First Bluetooth Wireless Notebook at CeBIT
Hasdi Hashim writes, "NEC Corporation is using the first generation National Semiconductor chipset in the world's first Bluetooth interoperable notebook PCs with a built-in antenna, displayed at CeBit 2000."
802.11 is like a wireless lan. It replaces the built-in ethernet cables of your office with plugged-in base-stations. When you connect, you have to do all the same old configuration you had to do to access your lan. Although of course a smart sysadmin will do more than this, the average 802.11 system relies heavily on up-front security: you're either in or you're out, just like with a lan.
Bluetooth is like a replacement for all the other cables under your desk - the Palm cradle, the keyboard, the doohickey to connect to your digital camera, the printer cable, the cable to your external modem and the 20 foot phone cord out the back of that. It's low-power enough not to need either side plugged in, and the use-model specific interoperability profiles (comm port replacement, input device, ppp, OBEX, printer) mean that (ideally) you'll be able to walk up to an unfamiliar device and actually use it without too much set-up. Each device will enforce its own security.
It's still an open question whether BT will deliver on its promise. However, BT and 802.11 are not direct competitors. You wouldn't dream of using an 802.11 keyboard to type from across the room, just like you wouldn't dream of replacing all the ethernet cables in your office with bluetooth.

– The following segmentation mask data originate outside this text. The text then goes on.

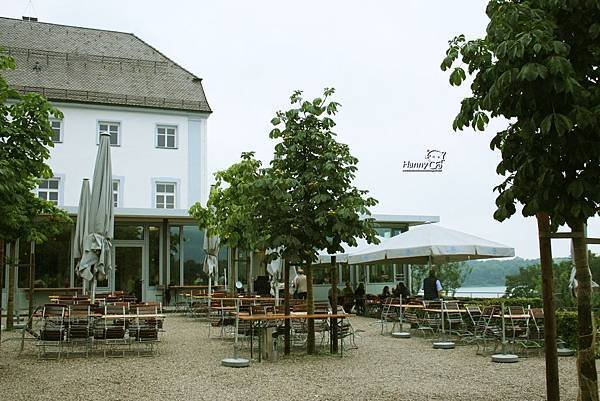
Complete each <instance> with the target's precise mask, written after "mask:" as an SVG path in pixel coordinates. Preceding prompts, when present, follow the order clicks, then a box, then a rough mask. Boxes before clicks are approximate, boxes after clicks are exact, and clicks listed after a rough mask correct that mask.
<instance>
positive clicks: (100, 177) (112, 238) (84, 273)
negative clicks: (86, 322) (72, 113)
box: [79, 133, 115, 302]
mask: <svg viewBox="0 0 600 401" xmlns="http://www.w3.org/2000/svg"><path fill="white" fill-rule="evenodd" d="M114 226H115V217H114V204H113V191H112V166H111V160H110V135H109V134H108V133H101V134H100V144H99V146H98V155H97V157H96V164H95V166H94V178H93V182H92V195H91V197H90V211H89V234H88V236H87V237H86V239H85V241H84V247H83V249H84V253H83V257H82V259H81V262H80V264H79V275H80V276H81V277H82V278H83V279H85V280H91V281H92V290H91V297H90V298H91V300H92V302H93V301H94V299H95V296H96V282H97V280H104V278H105V277H106V276H107V275H108V273H109V272H110V270H111V269H112V242H111V241H112V239H113V235H114Z"/></svg>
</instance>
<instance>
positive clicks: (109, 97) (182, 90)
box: [0, 17, 211, 113]
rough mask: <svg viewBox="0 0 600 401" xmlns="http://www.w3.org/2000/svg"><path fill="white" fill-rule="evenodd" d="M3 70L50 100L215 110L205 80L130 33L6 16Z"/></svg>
mask: <svg viewBox="0 0 600 401" xmlns="http://www.w3.org/2000/svg"><path fill="white" fill-rule="evenodd" d="M0 47H2V48H3V49H4V52H5V53H7V54H9V55H10V56H11V57H13V58H14V59H15V63H16V65H17V68H16V69H15V70H9V71H3V72H2V74H3V76H4V77H5V78H6V80H7V81H8V83H9V84H10V85H11V86H13V87H15V88H16V89H19V90H21V91H35V92H40V93H42V94H43V95H44V96H46V97H47V98H48V99H50V100H58V101H68V102H78V103H96V104H118V105H126V106H143V107H155V108H162V109H175V110H187V111H198V112H209V113H210V112H211V109H210V106H209V105H208V102H207V100H206V96H205V94H204V89H203V88H202V82H201V81H202V80H201V79H200V78H198V77H196V76H195V75H193V74H191V73H190V72H188V71H186V70H185V69H183V68H182V67H180V66H179V65H177V64H176V63H174V62H173V61H171V60H169V59H168V58H167V57H165V56H164V55H163V54H161V53H160V52H159V51H157V50H156V49H154V48H153V47H152V46H150V45H148V44H147V43H145V42H144V41H142V40H141V39H139V38H138V37H137V36H135V35H133V34H130V33H123V32H114V31H104V30H98V29H89V28H80V27H74V26H66V25H55V24H48V23H42V22H31V21H22V20H16V19H10V18H3V17H0Z"/></svg>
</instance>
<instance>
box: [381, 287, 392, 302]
mask: <svg viewBox="0 0 600 401" xmlns="http://www.w3.org/2000/svg"><path fill="white" fill-rule="evenodd" d="M391 296H392V294H391V293H390V286H389V285H386V286H385V287H383V291H381V295H379V299H381V300H382V301H383V300H384V299H387V298H389V297H391Z"/></svg>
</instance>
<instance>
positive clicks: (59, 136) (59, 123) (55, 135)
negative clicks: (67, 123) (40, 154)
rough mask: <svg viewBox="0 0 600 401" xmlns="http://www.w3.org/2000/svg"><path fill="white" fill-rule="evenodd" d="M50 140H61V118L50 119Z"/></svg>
mask: <svg viewBox="0 0 600 401" xmlns="http://www.w3.org/2000/svg"><path fill="white" fill-rule="evenodd" d="M50 126H51V127H52V142H62V120H50Z"/></svg>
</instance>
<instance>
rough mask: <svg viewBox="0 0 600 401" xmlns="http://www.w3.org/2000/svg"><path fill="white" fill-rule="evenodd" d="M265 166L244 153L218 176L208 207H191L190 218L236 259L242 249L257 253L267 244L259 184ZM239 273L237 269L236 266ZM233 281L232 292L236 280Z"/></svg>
mask: <svg viewBox="0 0 600 401" xmlns="http://www.w3.org/2000/svg"><path fill="white" fill-rule="evenodd" d="M261 165H262V163H261V162H260V161H259V160H256V159H255V158H254V153H253V152H246V153H242V156H241V160H240V161H239V162H238V163H235V164H232V165H231V166H229V167H228V168H227V169H226V170H223V171H218V172H217V173H216V174H215V179H216V181H215V184H214V186H213V187H212V189H211V191H210V195H209V198H208V202H207V204H206V207H203V206H202V205H201V204H200V202H197V203H195V204H194V205H193V206H192V207H191V208H190V215H191V216H193V217H194V218H196V219H197V220H198V223H199V225H200V227H202V228H206V229H207V230H208V232H209V234H210V235H212V234H215V235H218V236H219V238H220V239H221V244H224V245H228V246H229V248H230V249H231V253H232V256H233V258H234V259H235V260H237V255H238V252H239V250H242V251H251V252H252V251H255V250H257V249H258V248H259V244H261V243H262V242H263V241H264V237H265V230H264V229H263V226H262V225H261V224H260V221H259V220H258V219H257V216H258V214H259V211H258V209H259V207H260V206H261V203H260V199H259V198H258V194H257V192H256V190H257V186H256V185H255V183H256V181H257V180H258V179H259V178H260V177H261V175H264V169H262V168H261ZM234 270H235V271H236V272H237V268H236V267H235V266H234ZM229 281H230V283H229V284H230V290H231V291H233V284H234V283H235V281H234V280H229Z"/></svg>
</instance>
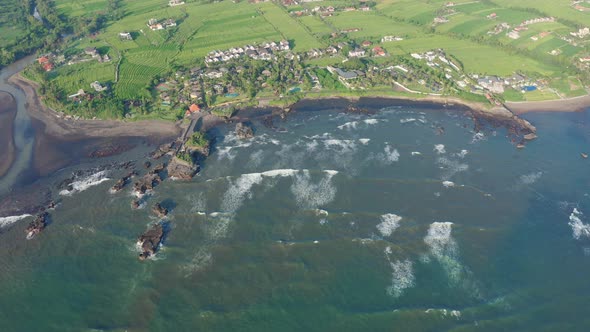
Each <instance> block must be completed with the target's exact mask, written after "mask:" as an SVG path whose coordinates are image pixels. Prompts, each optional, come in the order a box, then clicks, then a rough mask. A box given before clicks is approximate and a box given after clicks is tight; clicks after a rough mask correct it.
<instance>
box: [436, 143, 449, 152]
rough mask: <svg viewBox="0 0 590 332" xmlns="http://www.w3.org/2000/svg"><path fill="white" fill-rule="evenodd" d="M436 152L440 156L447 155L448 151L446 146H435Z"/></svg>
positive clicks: (441, 144) (438, 145) (437, 144)
mask: <svg viewBox="0 0 590 332" xmlns="http://www.w3.org/2000/svg"><path fill="white" fill-rule="evenodd" d="M434 151H436V153H438V154H444V153H447V151H446V150H445V145H444V144H436V145H435V146H434Z"/></svg>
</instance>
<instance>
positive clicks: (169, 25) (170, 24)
mask: <svg viewBox="0 0 590 332" xmlns="http://www.w3.org/2000/svg"><path fill="white" fill-rule="evenodd" d="M164 25H166V27H167V28H168V27H175V26H176V21H175V20H173V19H171V18H169V19H167V20H166V21H165V22H164Z"/></svg>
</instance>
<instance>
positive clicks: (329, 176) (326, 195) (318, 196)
mask: <svg viewBox="0 0 590 332" xmlns="http://www.w3.org/2000/svg"><path fill="white" fill-rule="evenodd" d="M325 173H326V176H324V177H323V178H322V179H321V180H320V182H319V183H312V180H311V175H310V174H309V171H307V170H303V171H302V172H300V173H298V174H297V175H295V180H294V181H293V185H292V186H291V192H293V194H294V195H295V200H296V201H297V204H298V205H299V206H300V207H303V208H317V207H320V206H322V205H325V204H328V203H330V202H331V201H332V200H334V197H335V196H336V187H334V185H333V184H332V178H333V177H334V175H335V174H337V172H334V171H325Z"/></svg>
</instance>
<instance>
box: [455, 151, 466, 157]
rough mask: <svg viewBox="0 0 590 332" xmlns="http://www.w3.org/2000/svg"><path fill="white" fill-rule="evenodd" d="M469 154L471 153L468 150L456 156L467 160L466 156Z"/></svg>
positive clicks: (459, 152)
mask: <svg viewBox="0 0 590 332" xmlns="http://www.w3.org/2000/svg"><path fill="white" fill-rule="evenodd" d="M468 153H469V151H467V150H461V152H458V153H456V154H455V155H456V156H457V157H459V158H461V159H463V158H465V156H467V154H468Z"/></svg>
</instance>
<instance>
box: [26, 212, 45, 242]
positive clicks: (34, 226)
mask: <svg viewBox="0 0 590 332" xmlns="http://www.w3.org/2000/svg"><path fill="white" fill-rule="evenodd" d="M48 221H49V213H47V212H43V213H40V214H38V215H37V217H35V220H33V221H31V222H30V223H29V225H28V226H27V228H26V229H25V231H26V232H27V240H30V239H32V238H34V237H35V235H37V234H39V233H41V231H43V230H44V229H45V226H47V223H48Z"/></svg>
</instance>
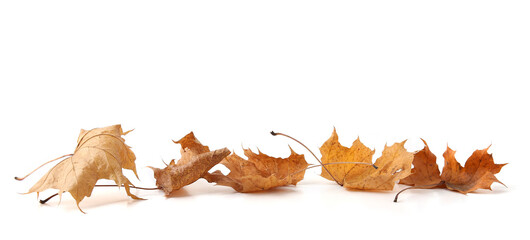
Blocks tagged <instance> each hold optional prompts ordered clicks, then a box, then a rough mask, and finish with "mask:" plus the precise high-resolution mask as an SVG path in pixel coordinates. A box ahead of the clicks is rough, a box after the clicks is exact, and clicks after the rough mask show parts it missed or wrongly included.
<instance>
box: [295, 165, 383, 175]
mask: <svg viewBox="0 0 530 240" xmlns="http://www.w3.org/2000/svg"><path fill="white" fill-rule="evenodd" d="M335 164H362V165H371V166H373V167H374V168H375V169H377V167H376V166H375V165H374V164H371V163H365V162H332V163H323V164H322V165H320V164H311V165H312V166H309V167H306V168H304V169H302V170H299V171H296V172H294V173H291V174H290V175H294V174H298V173H300V172H303V171H305V170H307V169H311V168H316V167H322V166H327V165H335Z"/></svg>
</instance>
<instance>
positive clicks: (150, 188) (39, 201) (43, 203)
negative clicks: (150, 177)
mask: <svg viewBox="0 0 530 240" xmlns="http://www.w3.org/2000/svg"><path fill="white" fill-rule="evenodd" d="M94 187H118V185H112V184H110V185H95V186H94ZM129 187H131V188H136V189H141V190H158V189H160V188H143V187H135V186H132V185H129ZM57 195H59V193H56V194H53V195H51V196H49V197H48V198H46V199H44V200H39V202H40V203H41V204H45V203H46V202H48V201H50V199H52V198H54V197H56V196H57Z"/></svg>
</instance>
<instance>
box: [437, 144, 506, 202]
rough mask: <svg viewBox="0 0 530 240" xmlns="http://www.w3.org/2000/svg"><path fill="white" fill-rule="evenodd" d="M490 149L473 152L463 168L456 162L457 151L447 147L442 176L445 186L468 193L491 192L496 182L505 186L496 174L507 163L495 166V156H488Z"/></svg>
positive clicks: (498, 172)
mask: <svg viewBox="0 0 530 240" xmlns="http://www.w3.org/2000/svg"><path fill="white" fill-rule="evenodd" d="M488 149H489V147H487V148H486V149H483V150H476V151H475V152H473V154H472V155H471V157H469V158H468V159H467V161H466V164H465V165H464V167H462V166H461V165H460V163H458V162H457V161H456V158H455V151H453V150H452V149H451V148H449V147H447V150H446V151H445V153H444V155H443V156H444V159H445V165H444V168H443V170H442V176H441V179H442V181H443V182H444V183H445V186H446V187H447V188H448V189H450V190H455V191H458V192H461V193H468V192H472V191H475V190H477V189H489V190H491V184H492V183H494V182H498V183H500V184H502V185H504V184H503V183H502V182H500V181H499V180H498V179H497V178H496V177H495V174H497V173H499V172H500V171H501V168H502V167H503V166H504V165H506V163H504V164H495V163H494V162H493V155H492V154H488Z"/></svg>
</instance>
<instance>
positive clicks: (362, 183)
mask: <svg viewBox="0 0 530 240" xmlns="http://www.w3.org/2000/svg"><path fill="white" fill-rule="evenodd" d="M404 145H405V141H403V142H401V143H395V144H393V145H392V146H390V147H388V146H385V149H384V150H383V153H382V156H381V157H379V158H378V159H377V160H376V162H375V164H373V165H375V166H377V168H376V167H374V166H373V165H372V156H373V154H374V151H373V150H370V149H369V148H368V147H366V146H365V145H364V144H362V143H361V141H360V140H359V138H357V140H355V141H354V142H353V144H352V146H351V147H350V148H347V147H344V146H342V145H341V144H340V143H339V138H338V135H337V131H336V130H335V129H333V133H332V135H331V137H330V138H329V139H328V140H327V141H326V142H325V143H324V144H323V145H322V146H321V147H320V152H321V154H322V163H323V164H325V165H326V168H327V169H328V170H329V171H330V173H331V174H332V175H333V177H334V178H335V179H336V180H337V181H338V183H339V184H341V185H343V186H344V187H347V188H353V189H360V190H392V189H393V188H394V185H395V183H396V182H397V181H399V180H400V179H402V178H405V177H407V176H408V175H409V174H410V170H411V163H412V160H413V154H412V153H410V152H407V150H406V149H405V147H404ZM359 163H361V164H359ZM363 163H364V164H363ZM321 176H322V177H324V178H326V179H329V180H333V178H332V177H331V176H330V175H329V174H328V173H327V172H326V171H324V170H323V171H322V174H321Z"/></svg>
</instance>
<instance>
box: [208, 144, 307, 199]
mask: <svg viewBox="0 0 530 240" xmlns="http://www.w3.org/2000/svg"><path fill="white" fill-rule="evenodd" d="M244 153H245V156H247V157H248V160H245V159H243V158H242V157H240V156H238V155H236V154H231V155H230V156H228V157H227V158H225V159H224V160H223V161H222V162H221V164H223V165H225V166H226V167H227V168H228V169H229V170H230V173H229V174H228V175H226V176H225V175H223V174H222V173H221V171H219V170H217V171H215V172H213V173H211V174H206V175H205V176H204V178H205V179H206V180H208V182H215V183H217V184H218V185H224V186H229V187H232V188H233V189H234V190H236V191H238V192H256V191H263V190H267V189H271V188H274V187H279V186H286V185H296V184H297V183H298V182H299V181H300V180H302V179H303V178H304V174H305V169H306V168H307V166H308V164H307V162H306V161H305V158H304V155H300V154H297V153H295V152H294V151H293V150H292V149H291V155H290V156H289V157H287V158H275V157H271V156H268V155H266V154H263V153H261V152H259V150H258V154H256V153H254V152H252V151H251V150H250V149H244Z"/></svg>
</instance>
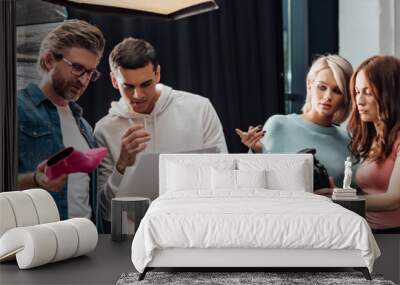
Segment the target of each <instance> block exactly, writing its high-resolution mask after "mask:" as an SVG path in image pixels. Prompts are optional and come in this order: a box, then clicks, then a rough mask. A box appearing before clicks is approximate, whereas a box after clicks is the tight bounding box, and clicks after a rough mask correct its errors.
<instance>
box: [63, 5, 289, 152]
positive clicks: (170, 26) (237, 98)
mask: <svg viewBox="0 0 400 285" xmlns="http://www.w3.org/2000/svg"><path fill="white" fill-rule="evenodd" d="M217 2H218V5H219V7H220V8H219V10H216V11H213V12H209V13H205V14H200V15H197V16H193V17H189V18H185V19H181V20H177V21H171V20H165V19H157V18H149V17H145V16H138V15H136V16H135V15H128V14H116V13H108V12H89V11H88V10H85V9H78V8H69V9H68V17H69V18H79V19H83V20H86V21H88V22H91V23H93V24H95V25H97V26H98V27H99V28H100V29H101V30H102V31H103V33H104V35H105V38H106V41H107V43H106V49H105V57H104V58H103V59H102V61H101V63H100V66H99V70H100V71H101V72H102V74H103V77H102V78H101V80H98V81H97V82H95V84H92V85H91V86H90V87H89V89H88V91H87V93H86V94H85V95H84V96H82V98H81V99H80V100H79V104H80V105H81V106H82V107H83V109H84V110H85V113H84V116H85V118H86V119H88V121H89V122H90V123H91V124H92V125H94V123H95V122H96V121H98V120H99V119H100V118H102V117H103V116H104V115H105V114H107V111H108V108H109V106H110V102H111V101H113V100H118V98H119V94H118V92H117V90H115V89H113V88H112V86H111V82H110V80H109V67H108V62H107V57H108V54H109V52H110V51H111V49H112V47H113V46H114V45H115V44H117V43H118V42H120V41H121V40H122V39H123V38H124V37H128V36H133V37H139V38H143V39H145V40H147V41H149V42H150V43H152V44H153V45H154V47H155V48H156V50H157V52H158V55H159V60H160V64H161V82H162V83H164V84H167V85H170V86H172V87H173V88H174V89H180V90H185V91H189V92H193V93H196V94H200V95H202V96H205V97H207V98H209V99H210V100H211V102H212V103H213V105H214V107H215V109H216V111H217V113H218V115H219V118H220V120H221V122H222V125H223V127H224V133H225V137H226V141H227V144H228V148H229V151H230V152H244V151H247V150H246V148H244V147H243V145H242V144H241V142H240V139H239V138H238V136H237V135H236V133H235V132H234V129H235V128H237V127H240V128H246V129H247V127H248V126H250V125H253V126H255V125H257V124H263V123H264V122H265V120H266V118H268V117H269V116H270V115H272V114H276V113H284V111H285V110H284V95H283V60H282V58H283V55H282V4H281V1H265V0H253V1H242V0H219V1H217ZM171 123H173V122H171Z"/></svg>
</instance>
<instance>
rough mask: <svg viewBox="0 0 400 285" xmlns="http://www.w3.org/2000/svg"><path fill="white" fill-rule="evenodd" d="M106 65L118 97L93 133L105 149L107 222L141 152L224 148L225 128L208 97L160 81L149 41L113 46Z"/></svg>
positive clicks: (105, 205)
mask: <svg viewBox="0 0 400 285" xmlns="http://www.w3.org/2000/svg"><path fill="white" fill-rule="evenodd" d="M109 64H110V69H111V73H110V75H111V81H112V84H113V86H114V88H116V89H118V90H119V92H120V94H121V99H120V100H119V101H118V102H112V103H111V108H110V110H109V113H108V115H106V116H105V117H104V118H102V119H101V120H100V121H99V122H97V124H96V127H95V131H94V133H95V137H96V140H97V142H98V144H99V145H100V146H105V147H107V148H108V149H109V154H108V156H107V157H106V158H105V159H103V161H102V163H101V164H100V167H99V188H98V190H99V193H100V195H99V196H100V199H99V201H100V206H101V208H102V210H103V217H104V218H105V220H108V221H109V220H110V208H111V199H112V198H113V197H115V195H116V194H117V193H118V191H120V185H123V184H124V183H122V182H123V181H124V180H125V179H129V173H131V172H130V171H125V170H126V169H127V168H128V167H131V166H135V162H136V157H137V155H138V154H139V153H170V152H182V151H190V150H196V149H202V148H207V147H213V146H216V147H218V148H219V150H220V152H227V147H226V142H225V137H224V133H223V129H222V126H221V123H220V121H219V118H218V116H217V113H216V112H215V110H214V108H213V106H212V105H211V103H210V101H209V100H208V99H207V98H205V97H201V96H198V95H194V94H191V93H188V92H184V91H178V90H174V89H172V88H171V87H168V86H166V85H163V84H160V83H159V81H160V65H159V64H158V61H157V55H156V51H155V49H154V47H153V46H152V45H151V44H150V43H148V42H146V41H144V40H141V39H135V38H127V39H125V40H123V41H122V42H120V43H119V44H117V45H116V46H115V47H114V49H113V50H112V52H111V54H110V56H109ZM146 178H147V179H152V177H146ZM133 183H134V182H133ZM125 184H126V183H125ZM130 187H132V188H134V184H132V183H130ZM132 191H134V189H132ZM142 195H143V194H142Z"/></svg>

Preferential Voting: easy as 1-2-3
Bluetooth specs allow for overlapping piconets, and a member of a piconet (Bluetooth spec's terminology for an ad-hoc Bluetooth network)can also be a member of another piconet. This is called a scatternet and gives you a lot of room to grow. 8 is the maximum number of ACTIVE members in the piconet, some nodes might be parked (up to 255); and it only makes sense that you can have up to 8 active members since the capacity is about 721k anyway.